OBAMA'YLA İLİŞKİLER DAHA DA İLERİ GİDECEK
Sayın Bush’la yaşanan ilişkiler Sayın Obama ile daha ileriye gideceğine inanıyorum.
Türkiye ile ABD arasında ilişki, demokrasi ve serbest piyasa
esaslarına dayanmaktadır.
TÜRKİYE 6. BÜYÜK EKONOMİ
Küresel ekonomi ile bütünleşmiş, son üç yılda ortalama yüzde 7 büyümüş ve 5 kıta ile ihracat ilişkisine varmış ekonomimizi hala yeterli bulmuyoruz.
Türkiye bugün ekonomisi Avrupa’da 6’ıncı dünyada ise 17 büyük
ekonomi olmuş ve AB ile üyelik müzakereleri sürdüren bir
ülkedir.
Ayrıca genç ve dinamik nüfusu ve gelişmiş ordusuyla önemli bir
müttefiktir.
Türkiye, ABD ve Çin’in ardından müteahhitlik işleri açısından
üçüncü ülkedir.
BARIŞ VE İSTİKRAR İÇİN ÇALIŞIYORUZ
Ortak hedeflerimiz var. Barış ve istikrarın yerleşmesine ve
barışın yayıgınlaşmasına çalışan bir ülkedir Türkiye.

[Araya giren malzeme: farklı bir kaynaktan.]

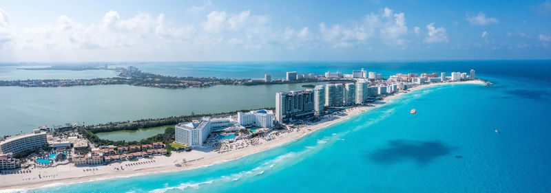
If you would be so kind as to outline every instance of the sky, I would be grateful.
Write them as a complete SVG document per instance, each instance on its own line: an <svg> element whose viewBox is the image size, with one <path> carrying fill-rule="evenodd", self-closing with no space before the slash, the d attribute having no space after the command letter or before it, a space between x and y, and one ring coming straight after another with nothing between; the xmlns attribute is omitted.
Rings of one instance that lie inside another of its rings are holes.
<svg viewBox="0 0 551 193"><path fill-rule="evenodd" d="M0 0L0 62L525 59L550 0Z"/></svg>

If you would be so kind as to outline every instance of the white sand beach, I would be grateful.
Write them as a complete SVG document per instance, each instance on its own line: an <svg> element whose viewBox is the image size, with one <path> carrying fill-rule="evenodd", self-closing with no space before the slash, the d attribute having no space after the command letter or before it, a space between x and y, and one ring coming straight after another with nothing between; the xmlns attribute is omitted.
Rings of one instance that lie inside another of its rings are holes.
<svg viewBox="0 0 551 193"><path fill-rule="evenodd" d="M424 84L410 89L408 92L421 89L446 84L484 84L481 80L469 80ZM380 101L383 104L404 95L404 92L397 92L386 97ZM342 113L336 113L331 117L326 117L313 125L310 125L293 132L280 134L276 139L270 141L261 140L261 144L229 151L218 153L211 148L193 150L191 152L173 152L171 157L154 157L154 159L140 159L138 161L123 161L105 166L76 167L72 163L58 166L53 168L32 169L32 172L17 174L0 175L0 192L23 191L41 187L49 187L63 184L70 184L90 181L104 180L129 176L145 175L156 173L178 172L206 167L218 164L255 154L289 143L306 136L312 132L340 122L358 113L371 111L380 105L360 106L344 110ZM185 159L187 163L180 166L181 160ZM141 163L138 164L138 163ZM131 163L134 166L129 166ZM121 169L122 166L123 169ZM118 168L116 170L116 168ZM40 177L39 177L40 175Z"/></svg>

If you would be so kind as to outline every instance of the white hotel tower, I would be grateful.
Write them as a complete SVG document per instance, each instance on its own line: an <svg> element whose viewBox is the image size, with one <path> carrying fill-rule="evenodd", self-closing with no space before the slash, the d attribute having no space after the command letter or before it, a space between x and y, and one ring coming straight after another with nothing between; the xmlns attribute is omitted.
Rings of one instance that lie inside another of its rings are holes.
<svg viewBox="0 0 551 193"><path fill-rule="evenodd" d="M211 133L211 118L204 117L198 123L183 122L174 126L176 142L191 147L202 146Z"/></svg>
<svg viewBox="0 0 551 193"><path fill-rule="evenodd" d="M242 126L273 127L273 113L266 110L251 111L249 113L237 112L237 120Z"/></svg>

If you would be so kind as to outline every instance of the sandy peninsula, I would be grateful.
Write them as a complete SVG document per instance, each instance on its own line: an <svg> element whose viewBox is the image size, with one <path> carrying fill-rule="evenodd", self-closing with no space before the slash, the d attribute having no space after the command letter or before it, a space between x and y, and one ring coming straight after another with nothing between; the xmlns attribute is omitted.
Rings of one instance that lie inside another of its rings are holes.
<svg viewBox="0 0 551 193"><path fill-rule="evenodd" d="M481 80L469 80L433 83L415 87L408 89L408 92L424 88L457 84L485 84ZM404 92L397 92L383 99L385 103L393 98L404 95ZM74 164L58 166L53 168L32 169L31 173L19 174L2 174L0 176L0 192L25 191L30 189L52 187L90 181L105 180L113 178L138 176L163 172L173 172L186 170L207 167L228 161L239 159L247 155L276 148L287 143L297 140L309 134L327 127L329 125L356 115L360 113L371 111L380 105L360 106L335 113L331 117L326 116L322 120L292 132L280 133L276 139L270 141L261 139L260 144L219 153L212 148L194 150L191 152L173 152L171 157L155 157L154 159L141 159L138 161L124 161L113 163L105 166L76 167ZM183 163L182 160L187 161ZM129 166L130 163L134 166ZM179 166L177 166L179 165ZM122 166L123 170L120 169ZM116 170L116 168L119 168ZM41 177L39 177L40 174Z"/></svg>

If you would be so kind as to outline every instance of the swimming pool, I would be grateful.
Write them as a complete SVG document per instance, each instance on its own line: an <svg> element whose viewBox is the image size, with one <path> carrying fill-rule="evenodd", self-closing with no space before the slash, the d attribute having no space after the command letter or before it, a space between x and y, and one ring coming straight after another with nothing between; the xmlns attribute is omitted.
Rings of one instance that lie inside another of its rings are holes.
<svg viewBox="0 0 551 193"><path fill-rule="evenodd" d="M52 152L52 153L50 154L50 156L48 156L48 158L53 159L56 158L56 155L57 155L56 152Z"/></svg>
<svg viewBox="0 0 551 193"><path fill-rule="evenodd" d="M236 137L235 135L220 135L220 137L218 137L219 139L222 139L222 140L223 139L233 139L235 137Z"/></svg>
<svg viewBox="0 0 551 193"><path fill-rule="evenodd" d="M52 161L45 159L37 159L37 162L43 164L48 164L52 163Z"/></svg>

1929 buhranından bu yana karşılaştığımız en çetin kriz bugün
dünyanın birinci gündem maddesi.
BİZ KRİZE İYİ HAZIRLANDIK
Tüm dünyayı etkisi altına alan bu mali krizden etkilenmemek mümkün
değil. Bizi de olumsuz etkileyecek. Ancak biz 2000 ve 2001
yıllarında yaşanan krizler bize ciddi ders oldu. Ve bu sürece iyi
hazırlandık.
Özellikle bankacılık alanında yaşanan olayı ekonomik değil finansal
kriz olarak değerlendiriyorum.
BANKA TEDBİRLERİ
Banka alanında çok ciddi adımlar attık ve bankalarımızın bu
sürece hazırlıklı girdik.
Bankalar portföyünü kaybetmemeli. Güçlenerek çıkmalı.
Parayı rahatlıklı verebilirsiniz ama asıl olan finansı
yönetmektir.
Biz de sürekli özel sektörle iletişim halindeyiz.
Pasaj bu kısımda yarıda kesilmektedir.